Unfortunately, some of the websites indulge in browser discrimination. They allow only visitors who use Microsoft Internet Explorer. To visit such places, if you must, there is no other way but to use Internet Explorer. This is the only case that justifies the use of this browser. Mozilla Firefox has an "extension" that allows user to immediately view such sites in Internet Explorer. Yet you should have in mind that such places will be most frequently loaded with viruses specifically targeted on the vulnerabilities of Internet Explorer.
You may continue using your old Netscape 4 as an email program if you are used to it. It is secure and adequate.
A more modern program for email, that is much similar to Netscape 4, is included in the Mozilla suite of applications or distributed separately as Mozilla Thunderbird. This program has an inbuilt self-learning spam filter that is very efficient and excludes the need of an external spam blocker. Mozilla Thunderbird may be used to access and manage the Lotus Notes email for the faculty and staff on the VCU server (with @vcu.edu addresses)

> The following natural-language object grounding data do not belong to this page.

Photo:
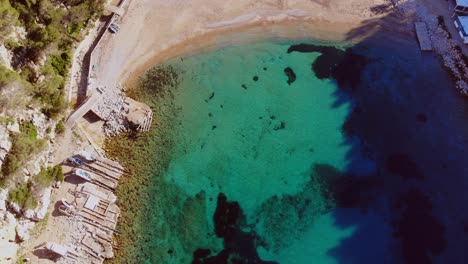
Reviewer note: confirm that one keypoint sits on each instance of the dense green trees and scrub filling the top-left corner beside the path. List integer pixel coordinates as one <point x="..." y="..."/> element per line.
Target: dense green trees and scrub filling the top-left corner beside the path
<point x="52" y="27"/>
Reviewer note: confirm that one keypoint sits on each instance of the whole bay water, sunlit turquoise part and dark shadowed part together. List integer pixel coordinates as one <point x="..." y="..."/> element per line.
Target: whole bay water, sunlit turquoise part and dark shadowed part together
<point x="286" y="165"/>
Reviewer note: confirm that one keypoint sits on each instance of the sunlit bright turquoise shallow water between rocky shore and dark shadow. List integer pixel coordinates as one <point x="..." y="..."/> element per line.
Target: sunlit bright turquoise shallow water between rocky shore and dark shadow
<point x="260" y="141"/>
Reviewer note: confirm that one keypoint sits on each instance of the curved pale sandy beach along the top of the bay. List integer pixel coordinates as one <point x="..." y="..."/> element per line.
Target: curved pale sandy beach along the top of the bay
<point x="152" y="31"/>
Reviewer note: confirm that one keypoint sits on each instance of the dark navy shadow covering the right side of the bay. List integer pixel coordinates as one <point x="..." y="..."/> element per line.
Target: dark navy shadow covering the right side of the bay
<point x="400" y="115"/>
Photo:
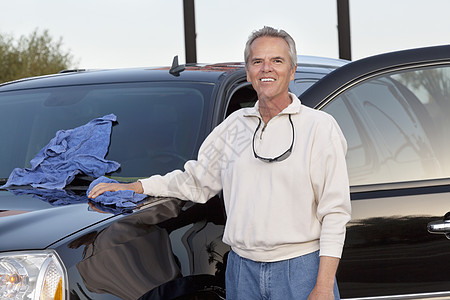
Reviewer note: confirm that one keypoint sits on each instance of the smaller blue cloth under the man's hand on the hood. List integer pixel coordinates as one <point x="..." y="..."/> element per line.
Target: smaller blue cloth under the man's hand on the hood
<point x="126" y="198"/>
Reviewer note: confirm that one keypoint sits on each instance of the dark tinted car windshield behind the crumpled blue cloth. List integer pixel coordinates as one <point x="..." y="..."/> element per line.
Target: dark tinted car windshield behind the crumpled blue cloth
<point x="158" y="128"/>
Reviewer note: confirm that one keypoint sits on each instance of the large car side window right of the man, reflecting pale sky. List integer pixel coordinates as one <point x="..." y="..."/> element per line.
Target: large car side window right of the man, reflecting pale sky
<point x="397" y="126"/>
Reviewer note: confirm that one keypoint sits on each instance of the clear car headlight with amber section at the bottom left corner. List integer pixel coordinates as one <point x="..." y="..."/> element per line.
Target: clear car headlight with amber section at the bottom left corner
<point x="32" y="275"/>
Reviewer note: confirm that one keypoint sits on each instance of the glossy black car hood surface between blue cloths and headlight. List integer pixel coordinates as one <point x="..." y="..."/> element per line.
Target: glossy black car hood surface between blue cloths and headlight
<point x="35" y="219"/>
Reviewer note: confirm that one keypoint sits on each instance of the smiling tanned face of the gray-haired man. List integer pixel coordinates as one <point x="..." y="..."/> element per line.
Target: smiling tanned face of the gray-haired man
<point x="269" y="67"/>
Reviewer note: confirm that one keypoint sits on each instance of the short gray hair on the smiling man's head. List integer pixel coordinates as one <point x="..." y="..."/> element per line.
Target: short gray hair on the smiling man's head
<point x="267" y="31"/>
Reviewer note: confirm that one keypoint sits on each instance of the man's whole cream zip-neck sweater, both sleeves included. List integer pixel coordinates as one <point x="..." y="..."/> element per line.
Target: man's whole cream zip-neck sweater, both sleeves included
<point x="277" y="210"/>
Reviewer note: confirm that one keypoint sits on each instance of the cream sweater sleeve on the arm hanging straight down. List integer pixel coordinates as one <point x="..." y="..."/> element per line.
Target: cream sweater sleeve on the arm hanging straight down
<point x="331" y="186"/>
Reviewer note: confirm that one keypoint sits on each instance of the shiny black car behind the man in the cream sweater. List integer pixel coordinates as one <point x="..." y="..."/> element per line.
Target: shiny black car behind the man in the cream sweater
<point x="392" y="108"/>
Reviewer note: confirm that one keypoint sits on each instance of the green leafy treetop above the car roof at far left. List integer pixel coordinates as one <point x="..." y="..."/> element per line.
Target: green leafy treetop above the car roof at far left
<point x="33" y="55"/>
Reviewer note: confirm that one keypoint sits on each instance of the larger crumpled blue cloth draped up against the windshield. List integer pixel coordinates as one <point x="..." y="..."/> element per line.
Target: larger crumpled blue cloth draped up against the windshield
<point x="70" y="152"/>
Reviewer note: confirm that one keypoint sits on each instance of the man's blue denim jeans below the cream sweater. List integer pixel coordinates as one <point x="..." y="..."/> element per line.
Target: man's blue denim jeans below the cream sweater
<point x="288" y="279"/>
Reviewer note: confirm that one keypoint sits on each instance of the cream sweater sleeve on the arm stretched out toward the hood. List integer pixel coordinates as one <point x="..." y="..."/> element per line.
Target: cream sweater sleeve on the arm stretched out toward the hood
<point x="200" y="180"/>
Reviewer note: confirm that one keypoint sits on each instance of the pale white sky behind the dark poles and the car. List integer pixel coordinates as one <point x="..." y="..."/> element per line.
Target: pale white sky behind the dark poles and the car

The users of Lotus Notes should be reminded that they need to turn off the capability of this program to execute malicious code that may be included in email messages. They should also change the default for calling browser when clicking on the link embedded in a message. This default needs to be replaced with the installed default browser -- Firefox or Opera. Calling Internet Explorer is dangerous! Please see the detail here.
The use of Outlook and Outlook Express is discouraged although by now Microsoft plugged many of the security holes in them. These email programs are the targets of virus and malware mongers which may lead to big problems in your computer. If you still intend to use this program, please check regularly that its capability to execute malicious code in messages is still turned off -- it has a tendency to occasionally turn itself on.